With the pandemic, now you see virtual coffee. Speaking of the pandemic, how do you change a business model a little bit now? Do you record it now?
I’m a big in-person. I like being face-to-face and in-person so 6 feet apart for me is hard. I like sitting across the table, talking to people and learning about them. Now you have to do it through a video. That’s been hard. I’ll give you the best example. I never wanted a virtual paralegal. I wanted her in my office. I want to be able to hand her papers. Lo and behold, I had a great paralegal. I still have a great paralegal but she decided to move. She moved from five minutes from the office to closer to Lansing. She now lives in Lansing but we haven’t missed a beat in terms of that. The idea of remote work, I got over that fear because I had to because I didn’t want to lose my paralegal. For all the ambivalence that I had about it, it’s worked out great. That’s one.
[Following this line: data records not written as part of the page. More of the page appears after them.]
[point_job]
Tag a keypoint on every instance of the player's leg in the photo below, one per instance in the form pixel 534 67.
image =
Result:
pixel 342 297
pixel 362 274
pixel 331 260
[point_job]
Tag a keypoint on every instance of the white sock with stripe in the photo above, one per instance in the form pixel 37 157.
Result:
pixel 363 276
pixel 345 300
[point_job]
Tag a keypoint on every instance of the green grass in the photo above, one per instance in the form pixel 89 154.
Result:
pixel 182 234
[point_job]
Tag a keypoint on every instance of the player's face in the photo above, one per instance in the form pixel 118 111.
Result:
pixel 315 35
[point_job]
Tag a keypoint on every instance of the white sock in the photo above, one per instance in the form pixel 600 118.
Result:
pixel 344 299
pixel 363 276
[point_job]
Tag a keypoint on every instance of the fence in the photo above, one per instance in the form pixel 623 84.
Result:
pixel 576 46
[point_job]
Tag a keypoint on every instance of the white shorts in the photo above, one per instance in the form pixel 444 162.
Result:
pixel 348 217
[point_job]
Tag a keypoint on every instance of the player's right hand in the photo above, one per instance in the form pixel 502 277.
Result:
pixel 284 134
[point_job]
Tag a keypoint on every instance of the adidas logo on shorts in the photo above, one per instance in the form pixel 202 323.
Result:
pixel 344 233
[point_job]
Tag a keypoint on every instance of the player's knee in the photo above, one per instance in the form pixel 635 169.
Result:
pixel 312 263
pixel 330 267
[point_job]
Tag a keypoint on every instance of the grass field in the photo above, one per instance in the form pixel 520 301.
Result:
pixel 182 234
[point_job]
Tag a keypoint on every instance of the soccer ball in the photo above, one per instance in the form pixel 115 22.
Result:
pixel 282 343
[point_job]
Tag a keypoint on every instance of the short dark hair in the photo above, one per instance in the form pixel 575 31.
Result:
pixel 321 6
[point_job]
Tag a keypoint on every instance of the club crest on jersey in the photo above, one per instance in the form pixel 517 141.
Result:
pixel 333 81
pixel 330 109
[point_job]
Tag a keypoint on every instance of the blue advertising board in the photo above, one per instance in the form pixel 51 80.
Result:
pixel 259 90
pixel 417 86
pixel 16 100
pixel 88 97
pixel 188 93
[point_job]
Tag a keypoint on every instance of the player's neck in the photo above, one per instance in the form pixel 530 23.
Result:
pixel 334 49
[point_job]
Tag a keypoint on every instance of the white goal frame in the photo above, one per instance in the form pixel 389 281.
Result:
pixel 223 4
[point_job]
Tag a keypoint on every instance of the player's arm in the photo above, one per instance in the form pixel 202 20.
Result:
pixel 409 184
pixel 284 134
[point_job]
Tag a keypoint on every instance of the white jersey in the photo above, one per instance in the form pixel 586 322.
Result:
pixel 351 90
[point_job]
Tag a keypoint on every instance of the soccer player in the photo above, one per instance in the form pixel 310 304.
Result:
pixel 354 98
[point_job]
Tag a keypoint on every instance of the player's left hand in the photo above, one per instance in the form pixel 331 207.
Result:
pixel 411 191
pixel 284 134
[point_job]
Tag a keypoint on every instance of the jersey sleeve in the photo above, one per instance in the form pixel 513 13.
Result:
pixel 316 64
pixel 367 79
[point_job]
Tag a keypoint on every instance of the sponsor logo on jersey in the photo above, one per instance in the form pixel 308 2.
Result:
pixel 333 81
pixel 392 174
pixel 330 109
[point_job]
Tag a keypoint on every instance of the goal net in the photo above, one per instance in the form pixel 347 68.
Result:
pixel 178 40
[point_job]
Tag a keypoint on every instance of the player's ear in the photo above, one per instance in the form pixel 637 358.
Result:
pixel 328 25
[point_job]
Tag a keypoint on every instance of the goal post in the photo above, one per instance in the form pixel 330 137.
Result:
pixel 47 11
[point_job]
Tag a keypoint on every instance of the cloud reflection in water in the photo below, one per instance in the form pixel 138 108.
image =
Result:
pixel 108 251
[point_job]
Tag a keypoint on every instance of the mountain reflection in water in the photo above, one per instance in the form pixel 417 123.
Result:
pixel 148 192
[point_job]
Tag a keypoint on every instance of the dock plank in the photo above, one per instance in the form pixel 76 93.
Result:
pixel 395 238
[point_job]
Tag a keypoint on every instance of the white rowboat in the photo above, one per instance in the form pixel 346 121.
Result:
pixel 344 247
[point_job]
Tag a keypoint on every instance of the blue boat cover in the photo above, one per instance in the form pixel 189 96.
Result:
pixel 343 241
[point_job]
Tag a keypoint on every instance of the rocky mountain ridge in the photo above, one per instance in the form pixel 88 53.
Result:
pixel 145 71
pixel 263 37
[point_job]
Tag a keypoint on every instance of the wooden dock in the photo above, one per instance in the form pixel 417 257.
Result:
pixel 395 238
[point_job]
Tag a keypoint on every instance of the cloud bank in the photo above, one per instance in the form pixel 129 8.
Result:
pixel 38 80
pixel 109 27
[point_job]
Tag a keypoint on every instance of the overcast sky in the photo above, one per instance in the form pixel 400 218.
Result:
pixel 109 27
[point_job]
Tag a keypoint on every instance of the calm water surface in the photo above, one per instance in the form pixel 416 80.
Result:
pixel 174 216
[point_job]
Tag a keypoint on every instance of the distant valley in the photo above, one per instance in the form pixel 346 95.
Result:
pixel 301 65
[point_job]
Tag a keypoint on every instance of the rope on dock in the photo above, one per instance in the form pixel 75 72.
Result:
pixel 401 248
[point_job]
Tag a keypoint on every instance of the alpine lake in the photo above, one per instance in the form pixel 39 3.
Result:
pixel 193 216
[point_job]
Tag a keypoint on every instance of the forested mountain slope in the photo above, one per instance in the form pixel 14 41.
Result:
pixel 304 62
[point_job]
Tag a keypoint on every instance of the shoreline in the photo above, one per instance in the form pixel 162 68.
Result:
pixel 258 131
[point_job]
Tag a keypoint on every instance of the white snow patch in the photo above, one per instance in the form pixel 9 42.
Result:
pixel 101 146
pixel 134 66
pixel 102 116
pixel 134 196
Another is that people recognize that they’re not going to be able to see you. Everybody’s in the same position. Their businesses have had to adjust so they recognize that your business is going to have to adjust as well. There’s been a lot of camaraderie around that. With Zoom calls, seeing your face is good for me instead of a phone. The bad part about Zoom is that what would normally be a five-minute call always ends up being a 30-minute Zoom call. People want to get the niceties, “What are your kids up to? How’s homeschooling?” The Zoom calls are taking a little bit longer. I honestly don’t have Zoom fatigue because I like to see people. I hate the phone more.
I’m from the same boat. Since the pandemic, I’ve been doing my show on Zoom. I’ve been on Zoom meeting for several months. I do not mind. It’s easy for me to have a conversation in a video. Unlike before, I hated phone calls. Now I enjoy a five-minute conversation. A 15 to 30-minute conversation, that’s okay. That’s the cost of doing business and people have to understand that time has changed. We’re going to see this continuing for quite some time.
You analogize it. If you had to go meet that individual in person, you would have spent 15 minutes driving, 15 minutes bullshitting and another 15 minutes when you come back. You’re still saving time anyway. I don’t get too worried about it in that regard. Those are the two things about the pandemic. Plus, I keep telling my wife that, “Maybe we could spend some time South in the winter.” I haven’t seen clients in my office in several months. They just click on a video camera and away you go.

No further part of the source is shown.